Ah, New York Fashion Week. Eight days of runway shows, industry soirées and street style snaps that most of us only get to enjoy vicariously through the Internet. At this year’s NYFW festivities, Fashion house Marc Jacobs is throwing a release party for Gloss, a photography book about Chris von Wangenheim’s work. The event is being hosted at Tunnel, a nightclub so famous in New York that fictional characters from Carrie Bradshaw to Patrick Bateman namedrop it like it’s NBD — so you know this party is going to be good.
Yahoo Style scored an invite to the event, and decided to share some of the details with the Internet. Apparently, the strict explanation of dress code takes up more space than the actual party invitation.
The instructions read:
STRICT DRESS TO KILL CODE WILL BE ENFORCED: FUR COATS OVER LINGERE, LIP GLOSS, JERRY HALL SIDE-SWEPT HAIR, SEQUINS, GOLD LAME TURBANS, PATTI HEARST SYMBIONESE LIBERATION ARMY GEAR, ROGUE, ROLLERINA CHIC, SHEER HAREM PANTS, MINI SKIRTS AND MUSCULAR LEGS, PLATINUM RECORDS AS HEAD GEAR, SEQUINS, GRACE JONES BUTCH REALNESS, GLOSS-Y SKIN, BLEACHED EYEBROWS, SLITS, RIDING IN ON A WHITE HORSE, SEQUINS, SKY HIGH STILETTOS, MIRRORED AVIATORS, METAL MESH, COWL NECKLINE HALTERS, OR EYES OF LAURA MARS CHIC. NO FLAT SHOES. NO MATTE SURFACES. NO NATURAL LOOKS.

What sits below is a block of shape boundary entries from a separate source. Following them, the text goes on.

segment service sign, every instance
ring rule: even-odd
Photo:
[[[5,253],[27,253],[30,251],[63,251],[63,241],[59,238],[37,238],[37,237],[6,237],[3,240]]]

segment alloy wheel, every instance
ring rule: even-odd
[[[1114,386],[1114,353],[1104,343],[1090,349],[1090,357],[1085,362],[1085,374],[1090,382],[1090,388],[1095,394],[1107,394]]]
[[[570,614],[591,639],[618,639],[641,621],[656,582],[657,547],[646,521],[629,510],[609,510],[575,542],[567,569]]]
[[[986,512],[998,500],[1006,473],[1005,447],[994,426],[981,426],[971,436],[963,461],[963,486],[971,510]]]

This invitation, which is almost mind-bogglingly specific, left my head spinning with thoughts.
Why are you yelling at me? This invite is mad about something, or possibly just very, very excited. I just don’t know what prompted these extreme feelings. The only person who can get away with writing in all caps, all the time is Chelsea Peretti.
Did Bill Hader write this? The dress code guidelines read like a mix of obscure Gilmore Girls references, silly ‘Stefon’ monologues from Weekend Update and Gretchen Weiners yelling “You can’t sit with us!”
Please elaborate on some of your references. Regarding ROGUE, I need more specifics. The Marvel superhero? The act of straying from a plan? Or maybe they meant to type ROUGE, like blush? I hope it’s all three.
How strict is this dress code, really? I’m not a fashion person, so maybe I don’t necessarily “get it,” but some of these looks are confusing. For example, what is ROLLERINA CHIC? Is it tutus mixed with roller skates? If so, you can wear roller skates, but you can’t wear flats? And then there’s PLATINUM RECORDS AS HEAD GEAR. Could you please provide an example of said head gear, Marc Jacobs?
What did flats ever to do anyone? They take a lot of crap, but I stand by them. You don’t ALWAYS have to wear heels. I’m sure I could pull of PATTI HEARST SYMBIONESE LIBERATION ARMY GEAR whilst wearing homely flats. Another question: What if they’re Marc Jacobs flats?
Twinkle twinkle, big star. SEQUINS is listed no less than three times. And you know what? I’m fine with it. That part of the dress code doesn’t seem so bad.
I especially love this dress code description because it means that somewhere in our great world, one or more people sat in a room and came up with this list of approved getups. There are probably things that didn’t make the cut, and I really want to know what those things are. Macramé unicorn horns? Aileen Wuornos prison jumpsuits? More than an invitation to an actual Marc Jacobs event, this leaves me coveting an invitation to the meeting to craft the invitation to a Marc Jacobs event.
If you scored an invite to the MJ party, please take many, many pictures and show them to me. I know dressing up is all fun and games, but for what it’s worth: Once the sun comes up, NATURAL LOOKS are pretty cool in my book.